The book concludes with a chapter on bionic imagery that prefigured the turn-of-the-millennium trope of the posthuman. Ads used bionic humans (usually men) as a visual metaphor of a hoped-for transhumanism. As the beneficiary of high tech cardiac and vascular surgeries, I tip my hat and recall William Gibson's insight, "The future is already here, it's just not evenly distributed." Images have been published of robots and mechanical man since chess-playing automata (generally fake) of the 18th century. The character Tik-Tok in Frank Baum's Oz book of 1907 was published about the same time Picasso and others began reassembling the human form in cubist paintings in Paris. Yet it seems to be surrealism that had the greater influence on tech promotion in ads featuring giant fingerprints, hand prints upon the continent, giant heart and disembodied head, floating neurons, a circulatory or nervous system as electric circuitry hovering in space, weird and memorable representations of biomedical electronics and Norbert Weiner's cybernetics.
J.R. Licklider--better known in Prelinger's part of California for launching and directing Xerox's Palo Alto Research Center (PARC)--advocated human-computer symbiosis. Power plant schematics were fit into a head, as earlier were record changers, a TV chassis and a CRT in advertisements or service manual cover illustrations. There was an apocryphal Silicon Valley story that Steve Jobs at first wanted the Macintosh to be in the shape of a human head but was talked out of it. Marvin Minsky advocated computers' direct-to-brain input for productivity tasks at an IBM Almaden Research Center user interface symposium in 1998.

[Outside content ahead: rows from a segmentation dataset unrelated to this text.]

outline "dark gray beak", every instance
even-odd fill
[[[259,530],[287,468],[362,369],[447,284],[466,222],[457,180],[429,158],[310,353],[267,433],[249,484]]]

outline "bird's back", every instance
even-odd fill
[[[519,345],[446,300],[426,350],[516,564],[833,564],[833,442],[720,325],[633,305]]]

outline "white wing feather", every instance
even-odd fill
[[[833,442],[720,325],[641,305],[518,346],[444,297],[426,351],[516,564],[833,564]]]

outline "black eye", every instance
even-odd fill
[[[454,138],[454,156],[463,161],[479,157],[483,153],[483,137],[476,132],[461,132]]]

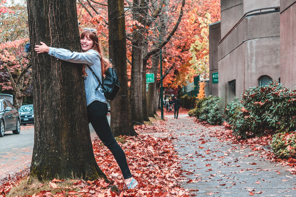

If there's one misgiving I have about Megan Prelinger's Inside the Machine, it's only a venal, personal one. With a carton of pages in the attic saved from musty, falling-apart 1950s, 1960s and 1970s publications in my late father's Michigan basement, I too had contemplated a book of "engineer-style" graphics and imagery from this distinctive realm. I've been scooped! Sigh. Prelinger's imagery is more colorful though, and her perspective more expansive in using these images to illustrate well-researched technology history. I'll take my consolation in the pleasure of periodically rereading her fine, informative and elegant book.